La mirada, casi un año y medio más tarde, ya no es la misma: “Yo soy pesimista, esta pandemia modificó conductas culturales y el peligro hacia el futuro. No tenemos idea de las secuelas que quedarán. Antes era optimista y ahora no sé... Organizar un país, buscar buenas instituciones, coordinar la sociedad, es algo que la política conoce y resuelve, pero esto no”, dice a El País el doctor en Ciencias Sociales Daniel Chasquetti, profesor titular del Departamento de Ciencia Política de la Universidad de la República. Y añade: “Los Estados tendrán que poner plata para los sistemas de salud y entes rectores fuertes, eso es lo bueno, pero la mirada sobre la humanidad no es tan optimista. Esperemos que a partir de la competencia y la diplomacia de las vacunas haya un sistema internacional fundado en la solidaridad”.
Algo similar aportó el Informe para el Desarrollo Humano del Programa de las
Naciones Unidas para el Desarrollo (PNUD), que salió hace un mes: “Mientras que 105 multimillonarios de América Latina y el Caribe tienen un patrimonio neto combinado de 446.900 millones de dólares, dos de cada diez personas aún tienen carencias alimentarias (…) Mientras que algunos son propietarios de miles de hectáreas de tierra, millones no tienen tierra ni techo”.

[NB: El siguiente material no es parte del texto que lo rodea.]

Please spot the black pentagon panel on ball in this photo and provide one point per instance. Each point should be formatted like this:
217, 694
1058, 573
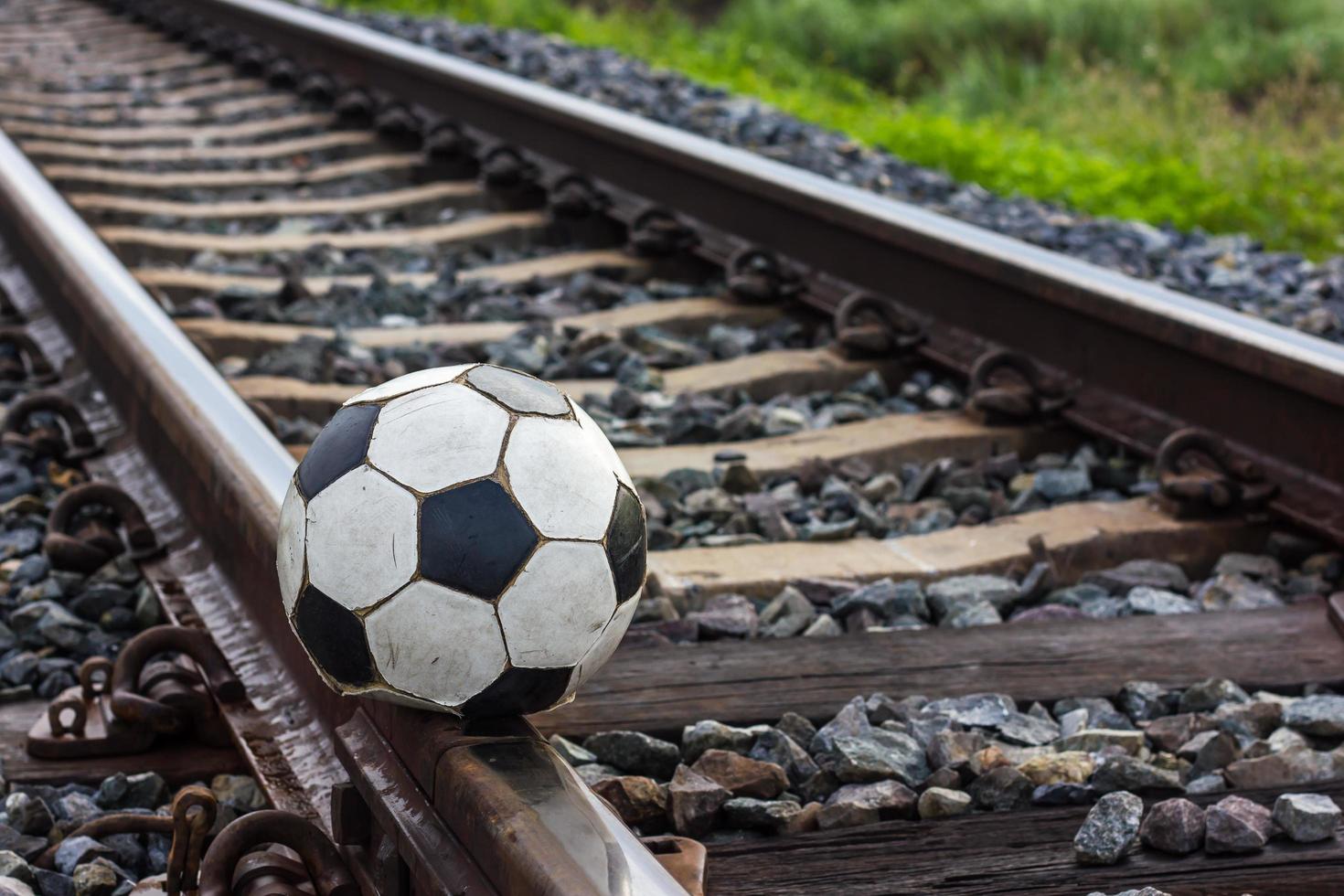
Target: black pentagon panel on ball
335, 638
519, 692
519, 391
474, 539
337, 449
626, 544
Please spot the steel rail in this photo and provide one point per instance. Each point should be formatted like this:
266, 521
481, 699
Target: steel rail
1151, 359
527, 827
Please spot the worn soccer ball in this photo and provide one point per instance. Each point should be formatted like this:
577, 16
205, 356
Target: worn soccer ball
461, 539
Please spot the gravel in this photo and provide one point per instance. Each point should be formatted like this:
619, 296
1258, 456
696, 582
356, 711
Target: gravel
826, 607
48, 815
543, 348
1232, 271
880, 758
732, 506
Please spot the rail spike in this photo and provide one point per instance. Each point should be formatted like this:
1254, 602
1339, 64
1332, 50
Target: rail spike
452, 151
225, 865
657, 232
869, 325
512, 177
146, 693
46, 437
39, 368
1199, 475
1007, 387
80, 538
757, 274
575, 197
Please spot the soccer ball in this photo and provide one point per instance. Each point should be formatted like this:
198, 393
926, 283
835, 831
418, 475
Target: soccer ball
463, 539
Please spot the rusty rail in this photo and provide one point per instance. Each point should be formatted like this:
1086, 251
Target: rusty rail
528, 827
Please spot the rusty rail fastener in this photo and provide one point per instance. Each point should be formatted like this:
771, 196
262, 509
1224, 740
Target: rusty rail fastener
1199, 475
657, 232
757, 274
37, 369
398, 121
575, 197
319, 855
46, 437
869, 325
194, 810
10, 312
1023, 395
82, 540
175, 704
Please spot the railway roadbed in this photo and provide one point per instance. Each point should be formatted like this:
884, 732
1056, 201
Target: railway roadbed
974, 569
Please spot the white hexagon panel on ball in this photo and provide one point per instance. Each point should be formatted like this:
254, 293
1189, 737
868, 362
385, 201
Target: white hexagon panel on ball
464, 539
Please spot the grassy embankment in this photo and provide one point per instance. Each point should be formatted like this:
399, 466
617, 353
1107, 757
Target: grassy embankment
1223, 114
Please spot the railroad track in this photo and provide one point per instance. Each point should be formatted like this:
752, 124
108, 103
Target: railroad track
884, 457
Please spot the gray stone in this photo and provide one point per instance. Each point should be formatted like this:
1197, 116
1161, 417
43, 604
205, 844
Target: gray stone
788, 614
1211, 693
1210, 784
769, 816
968, 615
944, 597
851, 721
878, 755
145, 790
1296, 766
1237, 825
975, 710
1029, 731
1174, 827
14, 887
1063, 793
595, 772
1109, 829
715, 735
1307, 818
1126, 773
1003, 789
1235, 592
1321, 715
1062, 485
1257, 566
53, 883
77, 807
635, 752
1098, 739
26, 845
780, 749
238, 792
27, 815
854, 805
694, 801
953, 749
1155, 602
1153, 574
943, 802
824, 626
797, 727
14, 865
726, 615
884, 598
80, 850
96, 879
571, 752
1141, 700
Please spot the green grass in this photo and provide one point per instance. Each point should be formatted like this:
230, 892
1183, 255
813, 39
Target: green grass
1223, 114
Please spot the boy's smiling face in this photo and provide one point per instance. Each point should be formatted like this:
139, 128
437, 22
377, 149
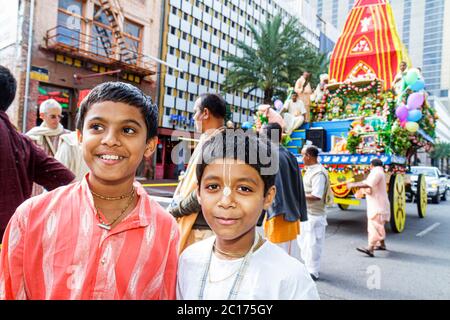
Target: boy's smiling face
236, 215
114, 141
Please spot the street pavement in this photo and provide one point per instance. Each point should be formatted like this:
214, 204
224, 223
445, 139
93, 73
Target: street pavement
415, 266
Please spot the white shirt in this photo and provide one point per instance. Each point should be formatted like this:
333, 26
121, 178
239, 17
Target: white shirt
271, 274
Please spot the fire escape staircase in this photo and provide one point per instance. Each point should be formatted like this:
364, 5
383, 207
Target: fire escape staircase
114, 14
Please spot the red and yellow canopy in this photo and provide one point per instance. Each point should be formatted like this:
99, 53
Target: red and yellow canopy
369, 44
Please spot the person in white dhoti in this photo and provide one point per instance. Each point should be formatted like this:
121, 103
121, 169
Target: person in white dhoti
294, 115
234, 187
312, 237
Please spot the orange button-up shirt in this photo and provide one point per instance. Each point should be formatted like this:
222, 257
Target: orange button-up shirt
53, 249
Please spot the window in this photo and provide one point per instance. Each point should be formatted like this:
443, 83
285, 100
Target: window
102, 39
132, 33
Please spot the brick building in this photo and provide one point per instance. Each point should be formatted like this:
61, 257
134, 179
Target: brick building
75, 45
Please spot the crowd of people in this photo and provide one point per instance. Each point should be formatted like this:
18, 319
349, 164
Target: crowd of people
241, 213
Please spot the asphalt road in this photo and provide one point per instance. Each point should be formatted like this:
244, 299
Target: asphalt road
416, 265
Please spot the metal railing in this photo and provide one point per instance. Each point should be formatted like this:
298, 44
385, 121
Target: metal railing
99, 48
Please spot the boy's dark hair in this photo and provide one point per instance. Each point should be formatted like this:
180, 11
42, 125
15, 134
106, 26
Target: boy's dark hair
8, 86
214, 103
239, 145
272, 131
376, 162
312, 151
125, 93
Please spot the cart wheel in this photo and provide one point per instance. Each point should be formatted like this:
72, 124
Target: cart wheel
397, 199
421, 196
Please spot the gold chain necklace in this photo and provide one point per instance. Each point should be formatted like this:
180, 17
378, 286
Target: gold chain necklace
237, 255
113, 198
107, 226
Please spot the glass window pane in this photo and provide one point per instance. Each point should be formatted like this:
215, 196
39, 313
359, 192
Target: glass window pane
67, 33
132, 29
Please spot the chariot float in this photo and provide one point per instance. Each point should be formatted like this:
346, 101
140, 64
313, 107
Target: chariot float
361, 116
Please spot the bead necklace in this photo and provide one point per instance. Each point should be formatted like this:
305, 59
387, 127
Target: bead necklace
240, 275
127, 195
107, 226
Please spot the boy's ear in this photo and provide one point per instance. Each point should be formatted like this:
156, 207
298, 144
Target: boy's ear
268, 199
79, 136
150, 147
206, 113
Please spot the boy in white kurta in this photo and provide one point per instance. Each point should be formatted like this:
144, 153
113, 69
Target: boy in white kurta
312, 237
237, 263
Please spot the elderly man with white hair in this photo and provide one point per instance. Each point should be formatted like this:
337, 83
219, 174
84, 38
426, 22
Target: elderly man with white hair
47, 135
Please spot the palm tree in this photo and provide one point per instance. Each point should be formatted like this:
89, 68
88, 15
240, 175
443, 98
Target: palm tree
275, 62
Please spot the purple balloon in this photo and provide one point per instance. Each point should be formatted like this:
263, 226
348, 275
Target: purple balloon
402, 113
278, 104
415, 100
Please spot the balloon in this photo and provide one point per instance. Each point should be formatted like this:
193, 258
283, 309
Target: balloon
412, 76
415, 100
246, 125
414, 115
412, 126
402, 113
418, 85
278, 104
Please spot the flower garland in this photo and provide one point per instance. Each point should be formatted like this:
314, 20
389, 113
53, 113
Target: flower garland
350, 100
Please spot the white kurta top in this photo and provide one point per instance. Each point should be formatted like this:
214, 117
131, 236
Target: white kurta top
271, 274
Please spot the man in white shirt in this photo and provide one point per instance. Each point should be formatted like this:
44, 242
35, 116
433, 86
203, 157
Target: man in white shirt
312, 236
295, 113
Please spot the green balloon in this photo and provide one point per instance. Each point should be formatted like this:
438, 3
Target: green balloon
412, 76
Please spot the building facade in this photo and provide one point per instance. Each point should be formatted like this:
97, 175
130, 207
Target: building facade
75, 45
197, 35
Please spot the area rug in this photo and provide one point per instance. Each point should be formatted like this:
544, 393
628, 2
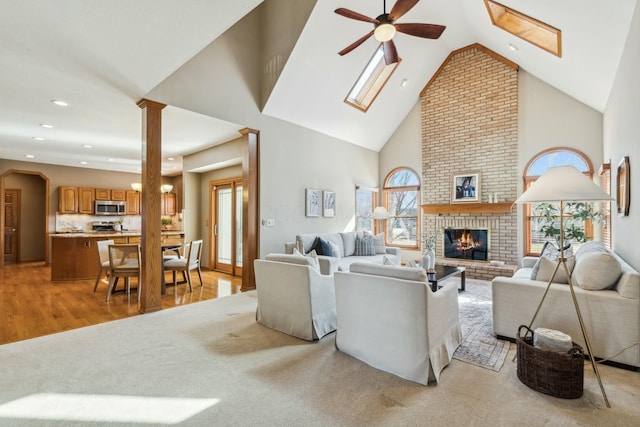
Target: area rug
479, 345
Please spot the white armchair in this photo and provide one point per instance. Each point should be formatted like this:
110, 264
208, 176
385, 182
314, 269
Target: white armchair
389, 318
293, 297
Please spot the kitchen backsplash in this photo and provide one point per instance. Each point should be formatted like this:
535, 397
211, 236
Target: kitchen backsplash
76, 222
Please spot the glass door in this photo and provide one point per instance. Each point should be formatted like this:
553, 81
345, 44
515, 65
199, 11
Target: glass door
226, 238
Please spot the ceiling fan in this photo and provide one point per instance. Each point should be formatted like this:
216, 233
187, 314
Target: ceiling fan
385, 28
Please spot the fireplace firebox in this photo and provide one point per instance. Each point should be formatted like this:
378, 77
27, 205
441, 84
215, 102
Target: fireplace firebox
466, 243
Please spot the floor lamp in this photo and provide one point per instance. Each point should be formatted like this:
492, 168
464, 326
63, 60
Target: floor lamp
566, 184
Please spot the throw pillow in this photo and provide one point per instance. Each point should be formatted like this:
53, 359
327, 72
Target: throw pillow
364, 246
335, 249
349, 242
321, 246
378, 242
597, 271
388, 261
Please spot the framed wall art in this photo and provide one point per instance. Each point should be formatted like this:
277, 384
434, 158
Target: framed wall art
623, 184
328, 203
312, 202
465, 187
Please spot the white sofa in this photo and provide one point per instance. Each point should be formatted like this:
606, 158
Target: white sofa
611, 315
346, 242
293, 297
389, 318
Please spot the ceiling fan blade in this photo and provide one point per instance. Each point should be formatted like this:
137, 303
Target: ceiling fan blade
355, 44
400, 8
427, 31
355, 15
390, 52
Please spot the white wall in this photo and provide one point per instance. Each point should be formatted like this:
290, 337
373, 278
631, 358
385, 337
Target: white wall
622, 138
293, 158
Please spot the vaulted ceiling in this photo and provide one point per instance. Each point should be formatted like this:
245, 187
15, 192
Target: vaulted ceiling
101, 57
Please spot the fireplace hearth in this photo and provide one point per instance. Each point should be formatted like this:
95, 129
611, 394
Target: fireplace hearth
466, 243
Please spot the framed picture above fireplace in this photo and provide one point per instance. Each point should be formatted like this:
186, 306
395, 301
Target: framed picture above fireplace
465, 187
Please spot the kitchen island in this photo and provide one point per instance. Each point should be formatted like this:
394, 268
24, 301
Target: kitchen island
74, 256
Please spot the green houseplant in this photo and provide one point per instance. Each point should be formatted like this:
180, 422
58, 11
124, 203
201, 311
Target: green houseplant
576, 214
166, 222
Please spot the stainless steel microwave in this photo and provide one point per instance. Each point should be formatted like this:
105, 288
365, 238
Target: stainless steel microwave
110, 207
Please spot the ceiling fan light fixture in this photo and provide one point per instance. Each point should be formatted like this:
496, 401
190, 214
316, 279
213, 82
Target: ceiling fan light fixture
384, 32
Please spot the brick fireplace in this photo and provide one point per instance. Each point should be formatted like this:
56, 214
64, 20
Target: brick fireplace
469, 121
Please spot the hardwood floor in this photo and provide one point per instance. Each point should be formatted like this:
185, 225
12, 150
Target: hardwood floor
31, 305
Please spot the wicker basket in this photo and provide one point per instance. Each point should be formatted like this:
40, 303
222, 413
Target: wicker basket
558, 374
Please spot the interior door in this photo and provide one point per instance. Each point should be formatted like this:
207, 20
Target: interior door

El diagnóstico para América Latina y el Caribe es claro: pobreza, desigualdad, crecimiento dispar o bajo, enriquecimiento concentrado, desigualdad por clases, pero también por género, precariedad laboral y en el sistema de protección social. Todo eso ya era sabido en 2019 y la pandemia exacerbó la tendencia en una región que tuvo al 33% de muertes totales, pero que tiene solo el 10% de la población global.
Argentina, Chile y Uruguay, pese a los problemas estructurales de la región, se destacan: son los tres con Índice de Desarrollo Humano más elevado. Pero también tienen una desaceleración de la baja del índice Gini (que mide desigualdad) más pronunciada desde 2012. Y tienen múltiples diferencias, tanto en las medidas adoptadas así como en los resultados de gestión de la pandemia. Las restricciones, de avances y retrocesos, no van solo sobre barbijos o distanciamiento. O sobre fronteras y sistema educativo. En el mundo se ha regulado incluso el volumen o la velocidad de la música que puede escucharse en una práctica deportiva a puertas cerradas, para limitar que se esparza el virus. Fue en Corea del Sur, pero habla de la humanidad. Vivimos una etapa de restricciones.
Hace unos días el economista y columnista del Financial Times, Tim Harford, dijo que los cierres y confinamientos inciden, pero que dependen sobre todo de la voluntad popular. ¿Qué debería hacer y qué puede hacer un gobierno ante la pandemia? Sobre eso hablaba Resnik: “A los gobiernos de nuestra región se los debe juzgar por lo que hicieron y lo que tenían a mano para hacer: se hizo más o menos lo que se podía”. Luego, consultado sobre si daba igual restringir que no hacerlo, dirá que más o menos resultó en algo parecido en muchos casos, a excepción de Brasil, “donde no se hizo nada y se hizo un desastre”.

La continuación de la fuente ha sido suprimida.